A fault-tolerant system is one that can sustain a reasonable number of process or communication failures, both intermittent and permanent. The ability to solve the consensus problem is at the heart of any fault-tolerant system, because it is through consensus that non-faulty processes agree on which faults have occured, and how to circumvent them.
The consensus problem is defined as follows. All processes must agree on a binary value, based on the votes of each process. They must all agree on the same value, and that value must be the vote of at least one process (e.g., they cannot all decide on 1 when they all voted for 0). Note that it is not part of the definition that the decided value must be the majority vote; for example, in a distributed database application, each process may vote on whether to commit on a particular transaction, and if a single process votes no, then the decided value must be no and all processes must abort the transaction. There are variants of this definition, such as majority requirements or approximate agreement (agreement on numerical values where each process must decide on a value and all decided values must be within of each other).
Consensus in the presence of faults is difficult, especially when few assumptions can be made about the underlying system or the kinds of faults that can occur. Systems with different levels of synchrony or different kinds of failures require different algorithms. At one extreme, a system can be totally asynchronous, in that no assumptions can be made about the relative speeds of the processes or the communication medium. At the other, a system can be totally synchronous where we can assume upper bounds on processing and communication delays.
Usually, two kinds of failures are considered. Fail-stop failures cause a process to die at any time and stop participating in the algorithm. Byzantine failures are those where a process sends incorrect information, possibly according to a malevolent plan.

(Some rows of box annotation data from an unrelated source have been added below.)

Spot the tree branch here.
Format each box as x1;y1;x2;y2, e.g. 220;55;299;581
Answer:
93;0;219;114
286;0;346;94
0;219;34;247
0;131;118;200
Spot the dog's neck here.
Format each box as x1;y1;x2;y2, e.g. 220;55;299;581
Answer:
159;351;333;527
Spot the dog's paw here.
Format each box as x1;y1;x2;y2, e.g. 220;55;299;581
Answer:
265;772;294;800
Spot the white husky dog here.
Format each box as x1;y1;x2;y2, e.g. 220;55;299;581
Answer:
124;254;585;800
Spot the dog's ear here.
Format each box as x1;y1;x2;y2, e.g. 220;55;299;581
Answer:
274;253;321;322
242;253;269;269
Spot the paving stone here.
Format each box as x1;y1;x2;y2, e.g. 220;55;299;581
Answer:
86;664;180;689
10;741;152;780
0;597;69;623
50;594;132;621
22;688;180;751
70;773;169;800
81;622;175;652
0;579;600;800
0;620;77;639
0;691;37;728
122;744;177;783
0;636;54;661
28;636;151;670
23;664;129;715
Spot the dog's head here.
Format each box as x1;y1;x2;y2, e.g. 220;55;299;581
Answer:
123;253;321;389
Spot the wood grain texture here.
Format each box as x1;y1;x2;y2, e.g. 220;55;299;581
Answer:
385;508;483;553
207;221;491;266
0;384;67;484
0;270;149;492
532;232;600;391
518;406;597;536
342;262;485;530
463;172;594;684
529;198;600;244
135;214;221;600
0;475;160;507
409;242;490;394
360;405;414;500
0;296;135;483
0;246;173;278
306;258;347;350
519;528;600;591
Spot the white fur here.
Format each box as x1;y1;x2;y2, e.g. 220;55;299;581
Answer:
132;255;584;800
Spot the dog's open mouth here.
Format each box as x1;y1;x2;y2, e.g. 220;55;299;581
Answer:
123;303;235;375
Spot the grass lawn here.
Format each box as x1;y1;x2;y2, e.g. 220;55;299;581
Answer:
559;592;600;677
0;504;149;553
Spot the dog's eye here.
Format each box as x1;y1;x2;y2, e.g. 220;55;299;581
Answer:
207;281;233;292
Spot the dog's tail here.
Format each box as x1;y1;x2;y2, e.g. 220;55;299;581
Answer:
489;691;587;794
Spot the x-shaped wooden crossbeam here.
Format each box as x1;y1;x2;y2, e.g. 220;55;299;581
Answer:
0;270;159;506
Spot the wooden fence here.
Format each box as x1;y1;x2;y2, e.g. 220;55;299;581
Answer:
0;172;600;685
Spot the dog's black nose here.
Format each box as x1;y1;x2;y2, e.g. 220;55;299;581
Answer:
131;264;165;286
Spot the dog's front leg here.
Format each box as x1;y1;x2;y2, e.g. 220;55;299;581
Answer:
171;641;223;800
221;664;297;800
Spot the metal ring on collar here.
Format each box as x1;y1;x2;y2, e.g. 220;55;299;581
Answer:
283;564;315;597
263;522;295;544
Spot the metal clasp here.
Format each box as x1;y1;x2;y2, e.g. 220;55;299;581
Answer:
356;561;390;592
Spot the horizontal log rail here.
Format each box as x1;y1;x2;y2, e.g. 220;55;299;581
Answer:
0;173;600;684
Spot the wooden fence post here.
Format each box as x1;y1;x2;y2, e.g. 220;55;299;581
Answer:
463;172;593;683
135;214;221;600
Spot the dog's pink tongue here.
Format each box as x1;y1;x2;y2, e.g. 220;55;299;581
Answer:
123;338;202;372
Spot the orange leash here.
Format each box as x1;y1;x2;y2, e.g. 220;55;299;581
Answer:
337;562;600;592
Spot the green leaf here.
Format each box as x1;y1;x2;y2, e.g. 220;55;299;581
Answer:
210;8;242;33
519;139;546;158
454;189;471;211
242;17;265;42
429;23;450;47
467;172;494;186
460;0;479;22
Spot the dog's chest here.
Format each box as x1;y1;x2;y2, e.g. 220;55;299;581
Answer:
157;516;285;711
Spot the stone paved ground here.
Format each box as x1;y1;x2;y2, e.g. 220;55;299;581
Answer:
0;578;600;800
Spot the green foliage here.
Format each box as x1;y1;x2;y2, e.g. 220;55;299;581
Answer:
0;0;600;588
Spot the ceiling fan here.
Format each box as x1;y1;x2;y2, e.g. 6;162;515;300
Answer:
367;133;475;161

Section 2 of this paper will consider fail-stop failures in asynchronous systems, and Section 3 will consider Byzantine failures in synchronous systems.
The other two combinations are not usually considered. Fail-stop failures in synchronous systems are fairly uninteresting: the failure of a process is immediately detected by the lack of messages from it, and all other processes can change their behaviors accordingly (see early stopping algorithms below). Byzantine failures in asynchronous systems are either equivalent to those in synchronous systems if the malevolent process sends messages, or equivalent to fail-stop failures if it does not.
This survey does not deal with tolerance of systemic failures (i.e., self-stabilization), but only with tolerance of process failures. Only message-passing systems are considered; shared memory algorithms fall in the category of wait-free constructions, which is outside the scope of this paper.